April 24, 2024

cedric-lachat

education gives you strength

Stop Confusing Wishful Thinking With Innovation

Since the beginning of the summer, colleges and universities all over the country have been spending millions of dollars trying to make campuses safe for their students to return. This choice has been at the expense of other opportunities, such as bringing back furloughed employees and investing in alternative teaching methods. The general hope has been to create an atmosphere of student learning that is as close as possible to what it was before the pandemic led to the great retreat this past spring. The official strategy has been to “recover lost ground and hold the line.” 

In order to ensure that the money spent was a wise investment, students have had to accept new rules of college-campus engagement: They must comply with mandated coronavirus tests or routine attestations that they are symptom-free. Everyone is required to wear a mask at all times in public spaces. Social distancing is a must. There can be no large gatherings and parties are prohibited.   

Yet after only a few weeks, with all the resources and effort spent to return to a martialized status quo ante, students have been forced once again to retreat. One by one, colleges and universities are scrambling back to online learning. Six months of preparation time wasted. 

Such is the cost of wishful thinking.   

Obvious wishful thinking occurs when someone simply says, “It’s going away. It’ll go away. Things go away. No question in my mind that it will go away.” This will never be confused with innovation. Wishful thinking is camouflaged as innovation when a plan seems to solve a problem but nevertheless leads those who follow it to a worse state of affairs because the plan’s assumptions are wildly optimistic. 

In the present case, that assumption is that students will comply with social distancing policies. There has been no evidence over the past six months that college-age students, or the American population at large, would consistently comply with the social distancing measures that higher education leaders demanded. Moreover, colleges and universities have no way of enforcing those measures to the degree necessary for their plans to work. The unrealistic basis for this misguided assumption is the reason for why even the best plans for returning to campus has led to such large failures so far.

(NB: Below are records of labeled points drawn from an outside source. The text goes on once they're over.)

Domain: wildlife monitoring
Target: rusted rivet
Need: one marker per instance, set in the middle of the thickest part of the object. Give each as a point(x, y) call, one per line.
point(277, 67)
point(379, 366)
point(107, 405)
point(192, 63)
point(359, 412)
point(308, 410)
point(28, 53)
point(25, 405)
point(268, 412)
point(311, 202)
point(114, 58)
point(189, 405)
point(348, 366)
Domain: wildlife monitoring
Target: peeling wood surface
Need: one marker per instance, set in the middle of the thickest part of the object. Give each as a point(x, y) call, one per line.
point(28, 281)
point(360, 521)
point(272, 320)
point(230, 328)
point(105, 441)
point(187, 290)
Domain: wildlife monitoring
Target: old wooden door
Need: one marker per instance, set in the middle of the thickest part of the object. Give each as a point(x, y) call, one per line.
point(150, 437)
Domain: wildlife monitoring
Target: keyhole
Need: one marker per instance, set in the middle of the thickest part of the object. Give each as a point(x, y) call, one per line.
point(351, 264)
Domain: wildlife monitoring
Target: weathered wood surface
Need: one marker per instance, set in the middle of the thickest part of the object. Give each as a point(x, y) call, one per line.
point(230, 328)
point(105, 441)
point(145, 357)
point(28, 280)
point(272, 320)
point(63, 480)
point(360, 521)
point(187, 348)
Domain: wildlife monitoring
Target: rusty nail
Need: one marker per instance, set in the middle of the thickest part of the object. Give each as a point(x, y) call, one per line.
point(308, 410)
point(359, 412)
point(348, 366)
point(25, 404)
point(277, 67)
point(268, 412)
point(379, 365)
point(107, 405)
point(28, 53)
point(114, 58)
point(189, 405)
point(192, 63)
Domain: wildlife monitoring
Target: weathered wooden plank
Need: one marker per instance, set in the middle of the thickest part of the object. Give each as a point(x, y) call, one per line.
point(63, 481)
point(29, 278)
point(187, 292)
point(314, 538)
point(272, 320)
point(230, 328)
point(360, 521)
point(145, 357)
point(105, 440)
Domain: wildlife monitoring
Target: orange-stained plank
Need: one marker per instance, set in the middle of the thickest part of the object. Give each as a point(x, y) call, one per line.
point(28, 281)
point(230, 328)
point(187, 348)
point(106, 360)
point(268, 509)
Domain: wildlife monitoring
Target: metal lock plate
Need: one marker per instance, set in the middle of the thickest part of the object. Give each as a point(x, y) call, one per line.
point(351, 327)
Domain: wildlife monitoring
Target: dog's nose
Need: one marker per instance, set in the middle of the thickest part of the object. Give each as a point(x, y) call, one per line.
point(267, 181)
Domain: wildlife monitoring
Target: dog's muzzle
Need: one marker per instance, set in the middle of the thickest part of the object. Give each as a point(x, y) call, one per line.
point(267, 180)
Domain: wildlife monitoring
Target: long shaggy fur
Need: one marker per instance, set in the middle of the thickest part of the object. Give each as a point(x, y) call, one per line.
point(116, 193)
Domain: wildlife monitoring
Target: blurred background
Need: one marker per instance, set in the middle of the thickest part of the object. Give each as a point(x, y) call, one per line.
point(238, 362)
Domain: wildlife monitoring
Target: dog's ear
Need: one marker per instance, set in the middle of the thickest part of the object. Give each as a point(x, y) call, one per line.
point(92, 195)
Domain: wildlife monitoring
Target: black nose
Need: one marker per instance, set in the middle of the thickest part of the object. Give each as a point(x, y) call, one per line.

Innovative thinking, on the other hand, recognizes the difference between process and goals. It also demands that leaders look at assets and liabilities in different ways. For example, innovative college and university leaders will not confuse the goal of higher education with how that education has been delivered in the past. By keeping the goal intact, they will be open to alternative ways to achieve it, and will try to find the best ways to deliver–and potentially improve–the school’s curriculum, given an accurate understanding of what is possible and what is not. They will not simply find ways to continue the same path, but rather will pivot on process to create a better product and experience. 

Yet colleges and universities do not only gain revenue from tuition, and this may be the real impetus for why higher education leaders have pushed students back to campus. Student housing, college athletics, food services and other amenities provide a large portion of college and university budgets. However, these offerings are not the mission of the school. They are ancillary services that help maintain the school’s margins so it can deliver on its mission. While “no margin, no mission” is a real fact of life, the need for margins should not blind leadership and cause them to sacrifice its mission. Nor should revenues from these ancillary services be obstacles for innovative thinking. 

For example, higher education leaders may perceive the revenue from student housing as too large to lose. Innovative leaders, however, would not see student housing as lost revenue. They would see those buildings as potential assets, on which the school could capitalize. These buildings–and the potential future revenue that they will produce–could become an investment opportunity for a real estate developer who specializes in apartments and multi-family properties. Facilitating a sale-leaseback, where the university sells its dormitories to a developer who then leases them back to the university through a long-term lease, would provide much needed cash in a time when revenue and institutional giving is down. This would allow the university to focus on its primary goal of providing the best education possible to students, giving it a competitive advantage without the distraction of running an ancillary service. Such a transaction would benefit the developer, who could achieve a desired internal rate of return that accounts for this year’s lackluster revenue. The arrangement would also benefit future students, since the dorms would be managed by a company whose primary job is student housing rather than it being a side gig.  

More colleges and universities will inevitably close in the coming weeks, yet the travesty in higher education is not the millions already wasted and the lack of preparation for the upcoming year. The travesty for higher education will be if higher education leaders do not see the current situation as a disruption that demands innovative thinking. Rather than trying to prop up castles made of sand, innovative leaders should look for more solid ground on which to build the future of higher education.